Perpetual Purpose Trust​


A Perpetual Purpose Trust is a trust that’s created for a purpose (something) rather than for the benefit of a person (someone). Unlike most Purpose Trusts, which commonly have a 21 years span or end with the death of the grantor, a Perpetual Purpose Trust runs indefinitely. There are some time limitations if the trust owns property.

Jurisdictions: United States, 4 States have trust laws that meet all the criteria for a Perpetual Purpose Trust as it applied to steward-ownership: Delaware, New Hampshire, Wyoming and Maine. 2 States permit the concept, but with constraints: Nevada and South Dakota.  

Key Elements of Perpetual Purpose Trust

A Perpetual Purpose Trust includes a trust agreement, which is a governance mechanism that describes who has what say in the operations of the trust and what powers the trustees have.

With a Purpose Trust, a trust enforcer (can be one or more persons) is appointed to make sure the purpose of the trust is fulfilled. They stand in place of the trust beneficiary to enforce purposes of the trust and have the authority to seek court action, if necessary. The enforcer does not have the power to change the trust situs, change or modify the status of the trust, or its beneficiaries/purpose.

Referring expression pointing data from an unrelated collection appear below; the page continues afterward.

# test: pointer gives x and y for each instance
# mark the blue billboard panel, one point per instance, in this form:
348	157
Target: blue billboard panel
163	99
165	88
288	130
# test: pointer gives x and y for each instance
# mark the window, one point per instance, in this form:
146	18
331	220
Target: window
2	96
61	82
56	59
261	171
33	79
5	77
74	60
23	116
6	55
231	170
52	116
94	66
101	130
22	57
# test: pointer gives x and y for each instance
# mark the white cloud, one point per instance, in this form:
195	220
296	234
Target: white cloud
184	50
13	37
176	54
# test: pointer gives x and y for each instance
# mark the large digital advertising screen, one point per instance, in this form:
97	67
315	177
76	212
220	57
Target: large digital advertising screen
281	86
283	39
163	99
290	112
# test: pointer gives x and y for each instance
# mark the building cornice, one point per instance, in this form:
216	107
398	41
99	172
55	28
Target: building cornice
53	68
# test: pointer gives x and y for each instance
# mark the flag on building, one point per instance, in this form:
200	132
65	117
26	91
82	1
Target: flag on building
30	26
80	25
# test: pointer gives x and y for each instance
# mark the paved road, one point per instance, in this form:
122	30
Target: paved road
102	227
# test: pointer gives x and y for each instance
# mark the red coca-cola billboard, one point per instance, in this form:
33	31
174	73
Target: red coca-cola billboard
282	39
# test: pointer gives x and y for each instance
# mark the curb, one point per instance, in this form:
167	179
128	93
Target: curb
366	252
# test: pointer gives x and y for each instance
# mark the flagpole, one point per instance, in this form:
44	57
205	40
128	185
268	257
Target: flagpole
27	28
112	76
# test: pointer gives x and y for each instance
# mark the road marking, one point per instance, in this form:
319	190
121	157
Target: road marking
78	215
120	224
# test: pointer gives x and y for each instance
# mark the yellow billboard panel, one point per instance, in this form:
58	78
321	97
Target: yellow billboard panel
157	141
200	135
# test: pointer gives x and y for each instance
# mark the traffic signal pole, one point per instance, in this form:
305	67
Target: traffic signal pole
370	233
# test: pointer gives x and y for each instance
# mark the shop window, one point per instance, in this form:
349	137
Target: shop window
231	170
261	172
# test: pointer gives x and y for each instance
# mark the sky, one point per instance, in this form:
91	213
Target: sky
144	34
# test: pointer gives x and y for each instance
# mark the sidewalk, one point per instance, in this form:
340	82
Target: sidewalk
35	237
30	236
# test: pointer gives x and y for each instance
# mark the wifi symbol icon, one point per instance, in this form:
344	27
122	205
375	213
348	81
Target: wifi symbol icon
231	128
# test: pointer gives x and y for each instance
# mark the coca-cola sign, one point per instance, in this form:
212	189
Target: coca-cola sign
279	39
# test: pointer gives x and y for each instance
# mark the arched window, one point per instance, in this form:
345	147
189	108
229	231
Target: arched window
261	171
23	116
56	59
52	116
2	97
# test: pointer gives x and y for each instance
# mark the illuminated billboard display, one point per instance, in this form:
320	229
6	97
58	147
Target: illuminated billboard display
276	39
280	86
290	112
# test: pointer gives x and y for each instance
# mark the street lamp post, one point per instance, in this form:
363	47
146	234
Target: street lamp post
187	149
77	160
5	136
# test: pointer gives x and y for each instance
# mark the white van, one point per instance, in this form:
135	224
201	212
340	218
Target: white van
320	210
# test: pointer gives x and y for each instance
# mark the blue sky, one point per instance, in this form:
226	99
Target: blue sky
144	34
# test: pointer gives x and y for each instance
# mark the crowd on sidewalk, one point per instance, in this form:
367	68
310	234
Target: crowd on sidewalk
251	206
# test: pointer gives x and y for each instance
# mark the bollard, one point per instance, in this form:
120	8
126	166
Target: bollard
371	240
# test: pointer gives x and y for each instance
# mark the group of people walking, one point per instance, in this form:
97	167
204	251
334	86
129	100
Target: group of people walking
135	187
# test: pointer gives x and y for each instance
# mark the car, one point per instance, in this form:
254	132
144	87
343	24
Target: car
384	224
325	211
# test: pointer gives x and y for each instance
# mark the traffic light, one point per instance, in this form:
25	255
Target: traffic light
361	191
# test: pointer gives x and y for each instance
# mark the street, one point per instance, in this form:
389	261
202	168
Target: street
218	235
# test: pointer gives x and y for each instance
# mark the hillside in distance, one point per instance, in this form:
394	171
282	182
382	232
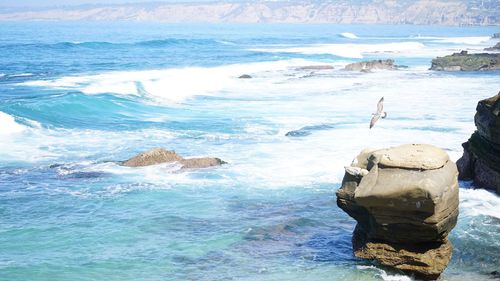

The appointment/removal powers are stated in the Trust Agreement and are either held by the Trust Protector Committee or the Operating Company Board of Directors.

The Trust Protector Committee is the party appointed in the trust agreement to advise the trustee and ensure the trust pursues its purpose. The Trust Protector Committee approves distributions from the Trust. They have the authority to modify the Trust Agreement with limitations on changing its purpose. They also have the authority to remove or replace a trustee and to terminate the trust in conjunction with other parties. The Trust Protector Committee elects the operating company board of directors.

A corporate trustee in the State where the Perpetual Purpose Trust is located may also need to be appointed, e.g., Delaware Corporate Trustee. The trustee’s role is often focused on administrative matters, e.g., tax reporting, trust distributions, etc.

Advantages & Disadvantages


The Perpetual Purpose Trust structure grants a lot of flexibility in how Trust Agreements are structured, the purpose of the trust, and how the operating bodies relate to each other. As a result, it’s easy to include different stakeholder groups, e.g., vendors, employees, etc. into the Trust Agreement.

Unlike other steward-ownership models, companies only need to set up one entity for a Perpetual Purpose Trust. There are also no issues with tax authority with this model, and companies do not need approval from tax entities for this structure.

Delaware is by far the most common place to start a US business. Delaware corporate law is well known by corporate and financial attorneys, including those wanting to integrate B corporation status.


Setup and operation of a Perpetual Purpose Trust can be expensive depending the company’s size, the number of trustees, and the amount trustees are paid.

Dividend income received by a trust is taxed at the highest individual tax rate. Thus, most PPT companies factor all distributions to stakeholders into their pre-trust operating budgets.

Perpetual Purpose Trusts are only possible in six States in the US at the moment.

There is no legal owner in a Perpetual Purpose Trust. Everyone acts as an employee. This can be a disadvantage as individuals may not feel same motivation or responsibility to the company as “owners” in other steward-owner models.